Harold LeBel s’expose maintenant à une peine d’emprisonnement, l’accusation d’agression sexuelle étant passible d’une peine maximale de 10 ans au Code criminel. Il avait représenté les citoyens de Rimouski sous la bannière du Parti Québécois de 2014 à 2022. 

La Couronne satisfaite de l’issue du procès 

La procureure de la Couronne Manon Gaudreault s’est dite « très satisfaite » du verdict prononcé par le jury dans le dossier d’Harold LeBel, ajoutant espérer qu’une telle décision puisse convaincre des victimes d’agression de faire confiance au processus judiciaire à leur tour.

L’avocate du ministère public se réjouissait pour la victime à sa sortie de la salle d’audience, saluant le travail des 12 jurés.

« Le jury a fait de toute évidence un travail remarquable.

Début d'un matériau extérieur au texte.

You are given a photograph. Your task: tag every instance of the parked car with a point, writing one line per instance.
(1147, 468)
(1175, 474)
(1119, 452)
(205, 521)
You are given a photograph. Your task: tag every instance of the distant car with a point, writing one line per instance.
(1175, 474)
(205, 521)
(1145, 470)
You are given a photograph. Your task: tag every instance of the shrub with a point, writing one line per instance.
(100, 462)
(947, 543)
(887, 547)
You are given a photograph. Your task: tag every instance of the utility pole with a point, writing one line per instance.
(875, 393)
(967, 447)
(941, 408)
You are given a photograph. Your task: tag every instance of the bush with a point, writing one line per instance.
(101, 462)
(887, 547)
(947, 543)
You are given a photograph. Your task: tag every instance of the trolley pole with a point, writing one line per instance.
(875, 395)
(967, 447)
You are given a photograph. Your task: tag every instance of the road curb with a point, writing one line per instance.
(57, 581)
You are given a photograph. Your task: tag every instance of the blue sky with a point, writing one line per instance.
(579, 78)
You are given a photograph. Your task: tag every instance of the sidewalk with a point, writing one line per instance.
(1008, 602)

Ils ont analysé la preuve et en sont arrivés au verdict qui était attendu », a souligné Me Gaudreault.

  •  Écoutez la rencontre Gibeault-Dutrizac avec Nicole Gibeault, juge à la retraite sur QUB radio :

Procès médiatisé

L’issue de ce procès grandement médiatisé, qui mettait encore une fois en cause un accusé provenant de la sphère publique, pourrait selon la procureure encourager des victimes d’agression sexuelle à porter plainte.

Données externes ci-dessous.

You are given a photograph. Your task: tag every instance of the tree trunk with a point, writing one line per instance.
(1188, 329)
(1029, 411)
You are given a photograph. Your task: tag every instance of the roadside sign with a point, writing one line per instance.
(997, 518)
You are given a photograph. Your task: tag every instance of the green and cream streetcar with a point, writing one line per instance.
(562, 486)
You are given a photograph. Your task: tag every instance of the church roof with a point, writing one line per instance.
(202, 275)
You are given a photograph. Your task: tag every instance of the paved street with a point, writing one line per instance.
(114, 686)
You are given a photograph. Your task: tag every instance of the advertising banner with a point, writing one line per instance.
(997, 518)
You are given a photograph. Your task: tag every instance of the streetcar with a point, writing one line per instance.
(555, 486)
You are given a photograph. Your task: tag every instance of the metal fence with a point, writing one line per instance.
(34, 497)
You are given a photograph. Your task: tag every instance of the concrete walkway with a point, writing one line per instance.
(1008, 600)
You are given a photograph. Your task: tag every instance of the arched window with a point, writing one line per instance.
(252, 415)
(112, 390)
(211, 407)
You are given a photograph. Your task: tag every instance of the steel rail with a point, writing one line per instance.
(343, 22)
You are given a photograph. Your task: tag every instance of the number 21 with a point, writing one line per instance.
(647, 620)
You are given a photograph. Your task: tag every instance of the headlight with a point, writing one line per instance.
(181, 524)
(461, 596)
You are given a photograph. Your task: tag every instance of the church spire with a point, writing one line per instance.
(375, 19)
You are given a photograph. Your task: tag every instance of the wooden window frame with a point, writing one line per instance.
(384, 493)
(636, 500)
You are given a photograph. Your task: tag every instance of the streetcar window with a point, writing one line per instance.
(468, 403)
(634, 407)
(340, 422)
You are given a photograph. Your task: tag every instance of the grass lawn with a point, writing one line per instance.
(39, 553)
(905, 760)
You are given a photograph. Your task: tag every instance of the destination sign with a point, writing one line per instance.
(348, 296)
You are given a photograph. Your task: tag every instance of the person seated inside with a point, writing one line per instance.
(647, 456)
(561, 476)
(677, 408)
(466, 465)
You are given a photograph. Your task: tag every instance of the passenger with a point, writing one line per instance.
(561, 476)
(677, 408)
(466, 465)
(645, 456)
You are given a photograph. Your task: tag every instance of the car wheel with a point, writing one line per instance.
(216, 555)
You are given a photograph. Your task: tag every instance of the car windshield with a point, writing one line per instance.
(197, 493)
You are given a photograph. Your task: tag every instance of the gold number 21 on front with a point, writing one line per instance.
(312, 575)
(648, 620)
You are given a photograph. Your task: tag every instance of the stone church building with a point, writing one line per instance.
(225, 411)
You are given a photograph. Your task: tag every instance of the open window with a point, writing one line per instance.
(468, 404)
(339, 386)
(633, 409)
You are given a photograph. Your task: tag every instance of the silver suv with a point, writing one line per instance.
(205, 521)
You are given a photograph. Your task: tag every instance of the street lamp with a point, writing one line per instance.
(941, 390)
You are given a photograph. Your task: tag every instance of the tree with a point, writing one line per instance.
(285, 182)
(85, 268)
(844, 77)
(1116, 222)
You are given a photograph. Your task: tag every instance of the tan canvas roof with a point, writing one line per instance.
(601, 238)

« J’ose l’espérer », a souligné l’avocate.

Rappelons que durant son témoignage, la victime dans cette affaire avait expliqué son choix d’entreprendre des procédures par la possibilité d’être accompagnée et surtout de faire le tout en étant protégée par une ordonnance de non-publication durant le procès.

Procédures judiciaires

Il a d’ailleurs été dévoilé tout juste avant que le jury soit séquestré qu’elle participe à un documentaire du Bureau d’enquête de Québecor sur le sujet.

« Si je peux juste convaincre une personne de porter plainte parce qu’elle connaîtra davantage les processus qui mènent à des procédures judiciaires, pour moi ce sera une victoire », avait-elle mentionné.

Pour le reste, Me Gaudreault est demeurée malgré tout discrète sur ce qui a pu faire la différence dans la tête des jurés. 

« Quand on fait un procès devant jury, la beauté de la chose, mais aussi les limites de la chose, c’est qu’on ne sait pas sur quoi le verdict est basé. Je ne le sais pas plus que vous », a évoqué Me Gaudreault, ajoutant réserver son analyse personnelle pour elle-même.